Se preguntarán ustedes ¿qué hacía yo con mi tiempo? Ésta es una interrogante práctica pero también filosófica. Les he dado a entender que, desde que llegué a la aldea, mi tiempo era tan largo y tan breve como mi sueño. Sé que dormía mucho. No recuerdo bien qué cosa hacía durante la vigilia, salvo los hechos sobresalientes que aquí he narrado. No quiero llegar al extremo de decir que yo era una sola persona con dos tiempos distintos, uno de día y otro de noche, uno en el sueño y otro al despertar, porque podría opinar que también era dos personas distintas en un solo tiempo.

El hecho es que, en uno u otro caso, yo llegué a sentir que mi obligación consistía en renovarme cada día. ¿Por qué?

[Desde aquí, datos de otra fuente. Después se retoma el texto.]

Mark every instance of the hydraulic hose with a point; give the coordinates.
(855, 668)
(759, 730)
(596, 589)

Lo digo con la misma vergüenza que entonces sentí. Para no defraudar a mis anfitriones.

No esperaba otra cosa. Con el paso del tiempo, yo me volvía costumbre. Hacía las tres comidas en el albergue (la muchacha de pelo cobrizo no se volvió a aparecer). Dormitaba largo rato y a horas desacostumbradas. Salía a caminar por la única calle de la aldea. Evitaba regresar a la montaña o al río, los dos extremos de mi nueva vida. Sólo al considerarlos "extremos'' me apercibí, sin embargo, de que mi nueva existencia carecía de ellos. Es decir, carecía de tensión. Se volvía parte de la costumbre.

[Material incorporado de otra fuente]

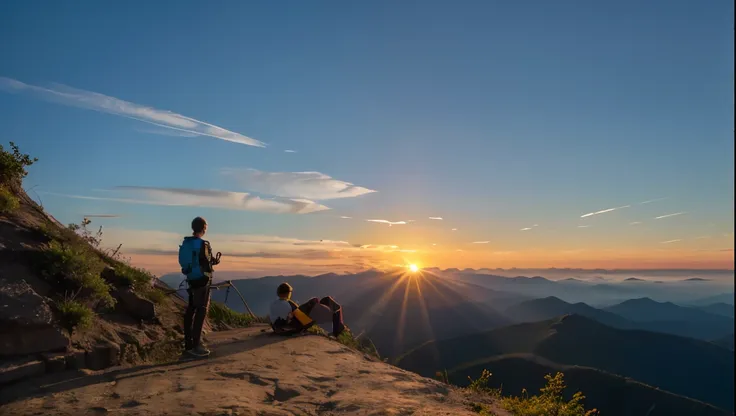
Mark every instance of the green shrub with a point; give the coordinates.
(480, 385)
(74, 315)
(13, 165)
(155, 295)
(76, 267)
(223, 317)
(549, 402)
(8, 202)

Un sentimiento básico de supervivencia me obligaba a callar lo sucedido en la cueva de la montaña. Quería evitar suspicacias. No me sirvió de nada. No sé si por este hecho u otros más insondables, el saludo de los aldeanos, durante mis cada vez menos excitantes recorridos por la callease volvía cada vez más distante, menos entusiasta, más frío…

Lo atestigüé, al cabo, en el albergue, hotel o pensión donde me alojaba en calidad de celebérrimo "hijo pródigo".

Una mañana, Fosca tocó a mi puerta con fuerza. Desperté desconcertado. Jamás habían interrumpido mi sueño. Abrí y la vi con cara agria. Me ofreció un papel cuadriculado y arrugado.

¿Señora?

La cuenta, señor.

Me dio la espalda y se fue. Yo miré con asombro el papel y leí los artículos de mi deuda: alojamiento, comida, lavandería, servicios de recámara, etcétera.

Estuve a punto de hacer un puño con la cuenta. Abrí la ventana para arrojar el papel a la calle. Vi a una nueva docena de ancianos detenidos bajo mi ventana, mirando hacia arriba, mirándome con franca enemistad.

Cerré la ventana.

Arrojé el papelucho a la chimenea.

Nicolás y Fosca me esperaban en el quicio de la puerta.